Example: a server with a different disk layout needs a custom innodb_data_home_dir:

[mysqld]
# Preserved — non-standard disk layout on this host
innodb_data_home_dir = /data2/mysql

02_delta.cnf — Calculated drift

Written automatically by replication-manager on every monitoring tick. It contains variables where the deployed (on-disk) value differs from the expected (tag-generated) value. This file tells you exactly what diverged and by how much.

The delta file has a 4-layer safety framework for writing runtime values:

  1. Empty values are never written
  2. Read-only variables (e.g. version, have_ssl) are excluded
  3. Only whitelisted runtime-fallback variables are included
  4. Failed servers are excluded to avoid partial state

If the delta is empty after a config regeneration and restart, the server is fully converged.

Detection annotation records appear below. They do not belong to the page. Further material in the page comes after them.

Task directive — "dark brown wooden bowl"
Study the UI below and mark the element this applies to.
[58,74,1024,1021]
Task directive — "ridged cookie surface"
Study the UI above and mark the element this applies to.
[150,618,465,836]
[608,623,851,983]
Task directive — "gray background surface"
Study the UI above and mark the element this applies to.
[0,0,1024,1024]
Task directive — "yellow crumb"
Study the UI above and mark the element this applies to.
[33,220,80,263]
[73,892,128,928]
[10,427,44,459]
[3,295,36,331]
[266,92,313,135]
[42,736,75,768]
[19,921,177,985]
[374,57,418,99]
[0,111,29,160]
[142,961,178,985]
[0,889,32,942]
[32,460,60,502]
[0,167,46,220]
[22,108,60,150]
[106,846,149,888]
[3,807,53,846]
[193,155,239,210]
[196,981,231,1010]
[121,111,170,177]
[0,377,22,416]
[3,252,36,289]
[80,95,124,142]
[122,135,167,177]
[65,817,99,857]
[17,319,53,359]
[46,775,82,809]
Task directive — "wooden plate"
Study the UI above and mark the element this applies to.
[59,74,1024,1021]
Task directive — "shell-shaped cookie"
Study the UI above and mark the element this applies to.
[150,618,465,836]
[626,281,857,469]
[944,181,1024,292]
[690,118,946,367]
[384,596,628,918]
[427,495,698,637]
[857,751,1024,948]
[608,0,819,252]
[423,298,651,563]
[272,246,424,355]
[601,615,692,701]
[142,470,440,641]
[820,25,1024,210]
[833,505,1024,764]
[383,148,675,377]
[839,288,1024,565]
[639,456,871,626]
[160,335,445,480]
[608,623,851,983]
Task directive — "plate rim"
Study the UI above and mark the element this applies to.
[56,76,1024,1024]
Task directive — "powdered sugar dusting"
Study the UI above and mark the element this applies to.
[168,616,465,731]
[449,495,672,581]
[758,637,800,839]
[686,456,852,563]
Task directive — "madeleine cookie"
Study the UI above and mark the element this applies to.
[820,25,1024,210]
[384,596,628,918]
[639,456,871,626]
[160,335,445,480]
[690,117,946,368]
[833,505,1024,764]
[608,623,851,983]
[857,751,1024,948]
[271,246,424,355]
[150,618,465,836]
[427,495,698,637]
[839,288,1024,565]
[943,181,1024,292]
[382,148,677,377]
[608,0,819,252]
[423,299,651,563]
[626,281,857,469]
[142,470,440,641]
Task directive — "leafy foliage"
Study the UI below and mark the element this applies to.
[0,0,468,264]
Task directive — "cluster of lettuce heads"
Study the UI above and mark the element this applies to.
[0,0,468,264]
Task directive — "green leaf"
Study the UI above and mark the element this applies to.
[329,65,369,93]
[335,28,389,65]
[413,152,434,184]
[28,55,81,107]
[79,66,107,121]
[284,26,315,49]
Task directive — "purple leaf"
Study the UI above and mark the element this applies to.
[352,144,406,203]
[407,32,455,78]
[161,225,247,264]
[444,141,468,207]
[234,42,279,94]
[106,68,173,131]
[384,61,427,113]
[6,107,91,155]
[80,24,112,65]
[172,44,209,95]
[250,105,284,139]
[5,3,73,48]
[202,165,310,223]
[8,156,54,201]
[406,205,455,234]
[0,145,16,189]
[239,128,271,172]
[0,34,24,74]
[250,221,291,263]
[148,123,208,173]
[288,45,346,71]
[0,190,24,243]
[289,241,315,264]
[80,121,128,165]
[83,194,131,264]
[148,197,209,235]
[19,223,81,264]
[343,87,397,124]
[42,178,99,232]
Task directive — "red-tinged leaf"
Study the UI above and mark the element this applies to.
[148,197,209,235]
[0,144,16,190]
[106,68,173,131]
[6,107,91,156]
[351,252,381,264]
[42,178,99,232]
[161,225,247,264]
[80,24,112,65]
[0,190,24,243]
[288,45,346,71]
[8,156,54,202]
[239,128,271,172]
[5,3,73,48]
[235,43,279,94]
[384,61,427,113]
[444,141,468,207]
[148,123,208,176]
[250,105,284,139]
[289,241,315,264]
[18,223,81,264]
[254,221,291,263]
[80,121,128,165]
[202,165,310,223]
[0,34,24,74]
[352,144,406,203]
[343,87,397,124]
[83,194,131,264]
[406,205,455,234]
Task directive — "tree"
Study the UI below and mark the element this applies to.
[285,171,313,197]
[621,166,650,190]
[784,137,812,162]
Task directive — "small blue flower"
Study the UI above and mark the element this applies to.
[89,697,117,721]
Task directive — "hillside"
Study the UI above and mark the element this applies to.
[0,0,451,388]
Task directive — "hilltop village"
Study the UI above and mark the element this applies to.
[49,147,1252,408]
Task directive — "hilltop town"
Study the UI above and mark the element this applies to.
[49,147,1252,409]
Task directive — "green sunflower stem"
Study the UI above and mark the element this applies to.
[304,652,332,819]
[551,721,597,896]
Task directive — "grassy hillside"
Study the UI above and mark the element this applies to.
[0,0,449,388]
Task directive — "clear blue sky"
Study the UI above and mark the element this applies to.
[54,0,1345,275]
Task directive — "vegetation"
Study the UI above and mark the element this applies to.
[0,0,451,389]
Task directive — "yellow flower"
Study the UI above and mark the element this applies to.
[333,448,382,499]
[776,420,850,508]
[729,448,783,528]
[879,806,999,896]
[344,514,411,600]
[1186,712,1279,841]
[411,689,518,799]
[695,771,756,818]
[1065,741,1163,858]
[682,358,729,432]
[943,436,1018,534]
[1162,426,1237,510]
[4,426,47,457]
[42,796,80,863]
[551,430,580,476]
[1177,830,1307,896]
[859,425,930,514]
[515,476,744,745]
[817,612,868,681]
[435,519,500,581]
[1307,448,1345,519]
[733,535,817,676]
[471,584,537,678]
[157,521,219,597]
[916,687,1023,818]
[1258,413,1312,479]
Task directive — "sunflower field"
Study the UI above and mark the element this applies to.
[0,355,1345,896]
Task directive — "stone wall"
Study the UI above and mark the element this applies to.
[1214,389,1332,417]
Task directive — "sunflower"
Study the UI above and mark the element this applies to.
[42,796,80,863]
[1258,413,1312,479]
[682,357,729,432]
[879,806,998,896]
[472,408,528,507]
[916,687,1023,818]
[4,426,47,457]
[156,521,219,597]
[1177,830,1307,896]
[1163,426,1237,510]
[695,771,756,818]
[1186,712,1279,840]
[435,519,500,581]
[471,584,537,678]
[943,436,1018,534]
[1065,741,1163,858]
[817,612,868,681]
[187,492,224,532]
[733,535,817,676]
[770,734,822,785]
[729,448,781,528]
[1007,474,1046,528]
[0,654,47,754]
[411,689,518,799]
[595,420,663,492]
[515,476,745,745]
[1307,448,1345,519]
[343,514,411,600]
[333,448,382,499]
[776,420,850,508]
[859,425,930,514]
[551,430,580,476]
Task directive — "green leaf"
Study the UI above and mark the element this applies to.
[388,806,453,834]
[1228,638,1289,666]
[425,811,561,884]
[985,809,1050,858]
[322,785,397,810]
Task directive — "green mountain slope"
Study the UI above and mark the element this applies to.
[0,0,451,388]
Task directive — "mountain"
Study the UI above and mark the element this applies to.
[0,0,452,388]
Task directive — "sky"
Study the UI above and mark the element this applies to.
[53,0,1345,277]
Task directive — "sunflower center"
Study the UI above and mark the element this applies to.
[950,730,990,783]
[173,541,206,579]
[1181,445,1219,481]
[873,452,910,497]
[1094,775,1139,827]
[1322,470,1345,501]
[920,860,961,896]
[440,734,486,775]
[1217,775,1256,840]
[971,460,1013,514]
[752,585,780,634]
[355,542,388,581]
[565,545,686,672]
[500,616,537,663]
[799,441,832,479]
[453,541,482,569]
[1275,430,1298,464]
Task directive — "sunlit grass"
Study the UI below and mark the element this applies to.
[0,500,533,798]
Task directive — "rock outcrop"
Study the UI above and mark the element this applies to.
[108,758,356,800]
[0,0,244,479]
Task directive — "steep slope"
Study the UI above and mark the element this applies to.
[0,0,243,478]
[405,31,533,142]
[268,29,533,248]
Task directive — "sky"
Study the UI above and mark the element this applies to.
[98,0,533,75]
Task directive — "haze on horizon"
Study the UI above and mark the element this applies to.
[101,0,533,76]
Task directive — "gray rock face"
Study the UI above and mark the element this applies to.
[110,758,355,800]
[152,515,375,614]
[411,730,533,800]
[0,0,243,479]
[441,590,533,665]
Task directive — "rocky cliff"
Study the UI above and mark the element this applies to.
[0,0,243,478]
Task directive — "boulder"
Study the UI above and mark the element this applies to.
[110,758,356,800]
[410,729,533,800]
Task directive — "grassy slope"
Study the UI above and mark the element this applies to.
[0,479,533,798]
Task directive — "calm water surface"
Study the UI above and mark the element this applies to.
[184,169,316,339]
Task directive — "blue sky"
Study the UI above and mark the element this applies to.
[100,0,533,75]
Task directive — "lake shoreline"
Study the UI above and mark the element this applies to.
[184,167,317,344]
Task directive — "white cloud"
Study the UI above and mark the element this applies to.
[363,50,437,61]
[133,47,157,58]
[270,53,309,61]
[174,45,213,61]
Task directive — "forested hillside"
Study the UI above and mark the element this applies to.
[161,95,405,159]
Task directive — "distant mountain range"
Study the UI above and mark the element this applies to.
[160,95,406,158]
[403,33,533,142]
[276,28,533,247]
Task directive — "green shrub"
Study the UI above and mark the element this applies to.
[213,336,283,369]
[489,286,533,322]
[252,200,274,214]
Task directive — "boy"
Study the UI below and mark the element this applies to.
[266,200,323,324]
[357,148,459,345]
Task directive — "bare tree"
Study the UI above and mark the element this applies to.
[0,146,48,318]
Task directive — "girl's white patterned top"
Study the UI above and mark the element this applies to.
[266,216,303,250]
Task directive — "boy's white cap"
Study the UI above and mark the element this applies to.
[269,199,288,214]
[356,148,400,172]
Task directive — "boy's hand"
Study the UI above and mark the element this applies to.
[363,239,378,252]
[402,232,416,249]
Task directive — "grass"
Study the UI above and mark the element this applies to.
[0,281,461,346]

03_agreed.cnf — Manually accepted deviations

When a delta value is reviewed and accepted — either by an operator using the GUI, or via the API — the variable moves from 02_delta.cnf to 03_agreed.cnf. This signals that the deviation is known and intentional, not drift to be remediated.

Accepting a variable via API:

POST /api/clusters/{clusterName}/servers/{serverName}/actions/set-variable-accepted
Body: {"variable": "MAX_CONNECTIONS"}

Cluster-Wide Preserved Variables

In addition to per-server preserved files, you can define cluster-wide variables that must be preserved across all servers. These are stored in:

{working-dir}/{cluster-name}/preserved_variables.cnf

This file is readable and writable via the API:

GET  /api/clusters/{clusterName}/preserved-vars-cnf
POST /api/clusters/{clusterName}/preserved-vars-cnf

The file format is a my.cnf-style [mysqld] section, with optional per-server exclusions:

[mysqld]
# Variables preserved cluster-wide during config regeneration

# This variable will be preserved on all servers
MAX_CONNECTIONS = 500

# This variable will be preserved on all servers EXCEPT the listed ones
# INNODB_BUFFER_POOL_SIZE = 4096 # exclude: server1,server2

Changes written via the POST endpoint are applied immediately without a restart — replication-manager reloads preserved variables automatically.


Configuration Keys

Two config flags control preserved variable behavior during config tar.gz generation:

prov-db-config-preserve
Description Copy the preserved variables into the generated config.tar.gz. When true (default), 01_preserved.cnf, 02_delta.cnf, and 03_agreed.cnf are included in custom.d/ inside the archive so the next init-container launch picks them up. Set to false to get a clean config from tags only.
Type Boolean
Default true
prov-db-config-preserve-vars
Description Semicolon-separated list of variable names (or name=value pairs) to add to 01_preserved.cnf at every regeneration. Use this to hard-code values that must survive any config update. Example: innodb_data_home_dir=/var/lib/mysql;max_connections=1000
Type String
Default ""

Monitoring Config Changes

replication-manager detects when the deployed config changes on disk (checksum comparison). When a change is detected:

  1. Preserved variables are reloaded from preserved_variables.cnf
  2. The delta file (02_delta.cnf) is recalculated for the affected server
  3. A log entry is written at INFO level

This happens within the normal monitoring loop interval (monitoring-ticker), so config drift is detected quickly without polling overhead.


Reading Variables from Config Files

Before the database is running (e.g., during provisioning or after a crash), replication-manager can read configuration values directly from the deployed .cnf files rather than from SHOW VARIABLES. This allows it to know the intended configuration even for offline servers.

The read order mirrors MySQL's include chain:

  1. Main my.cnf with includedir directives
  2. conf.d/ fragments (tag-generated)
  3. custom.d/ overrides (preserved, delta, agreed)

Variables read this way are used for topology decisions, failover calculations, and provisioning validation.